Nov 13, 2014 11:50 AM ET
Steve McCurdy, left, and Sarah Cunningham watch as a visiting Monarch butterfly sips nectar from a rooftop planter at Norfolk Southern’s headquarters building.

A rooftop butterfly garden might be the last thing you’d expect in the concrete and steel environment of downtown Norfolk, Va. However, that’s exactly what you’ll find on the roof near Sarah Cunningham’s third-floor office space at Norfolk Southern’s McKinnon Building headquarters.

Cunningham, assistant manager creative services in corporate communications, sparked the idea after watching a TV show that detailed a sharp decline in the population of migratory Monarch butterflies. She noticed that their migration between Canada and Mexico each spring and fall takes them over much of Norfolk Southern’s network. She emailed Esi Waters, manager corporate sustainability, suggesting that the company do something to help out the butterflies.

Waters approached Steve McCurdy, senior manager facility services, who happens to be a butterfly enthusiast; he has landscaped his yard with native plants that attract all variety of butterflies.

McCurdy, intrigued by the possibilities of a rooftop garden, pitched the idea to his supervisor, Blair Wimbush, vice president real estate and corporate sustainability officer. With Wimbush’s support, McCurdy developed what he describes as a local, low-cost demonstration project.

“It doesn’t take a lot to create an environment that is favorable not only to butterflies, but to bees and other beneficial insects,” McCurdy said. “Butterflies – Monarchs in particular – are a good bellwether of our stewardship of the earth – they are part of the chain.”

McCurdy designed the McKinnon garden using five plastic planters and several species of flowering plants, including milkweed, the Monarchs’ main food source and the only plant that the females use to lay their eggs.
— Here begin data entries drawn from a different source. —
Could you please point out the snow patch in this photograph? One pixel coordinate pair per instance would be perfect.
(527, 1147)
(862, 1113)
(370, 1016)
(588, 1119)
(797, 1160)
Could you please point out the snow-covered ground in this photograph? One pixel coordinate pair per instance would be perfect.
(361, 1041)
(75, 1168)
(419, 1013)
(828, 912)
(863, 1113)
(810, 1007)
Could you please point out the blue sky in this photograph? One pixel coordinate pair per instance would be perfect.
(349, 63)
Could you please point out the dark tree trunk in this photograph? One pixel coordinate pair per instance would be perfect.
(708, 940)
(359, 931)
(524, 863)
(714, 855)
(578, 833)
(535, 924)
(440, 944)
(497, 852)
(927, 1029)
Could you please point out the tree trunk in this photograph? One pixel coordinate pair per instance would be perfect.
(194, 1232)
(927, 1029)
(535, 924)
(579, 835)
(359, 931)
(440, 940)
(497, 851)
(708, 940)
He installed a drip irrigation system to keep the plants moist in the rooftop’s conditions of harsh reflective sunlight and heat.

Since the planters were installed, the plants, viewable outside a window near Cunningham’s desk, have done well. This fall, on Cunningham’s birthday, she and McCurdy watched a visiting Monarch sip nectar from a blossoming milkweed. Cunningham’s co-workers on the third floor shared in the excitement.

“I saw that as Mother Nature saying, ‘Thank you,’ ” Cunningham said.  

While modest, the garden could grow into something larger. Even if it doesn’t, it is a great example of how employees can contribute in ways small and large to Norfolk Southern’s sustainability efforts, said Waters.

“I encourage employees to send in ideas,” Waters said. “Some ideas might not be feasible to do on a system wide basis, but they might make good local projects. I see my role as a facilitator who can connect ideas to employees who have the knowledge or professional leverage to make them happen.”

With her newfound knowledge about butterfly habitat, Cunningham said she and her two children plan to create their own backyard butterfly garden.

“Many people go through life with the thought, ‘I’m just one person, what can I do?’ ” Cunningham said. “We are blessed to work for a company like Norfolk Southern that is so concerned with sustainability that my little voice has started a chain of events that might actually make a difference.”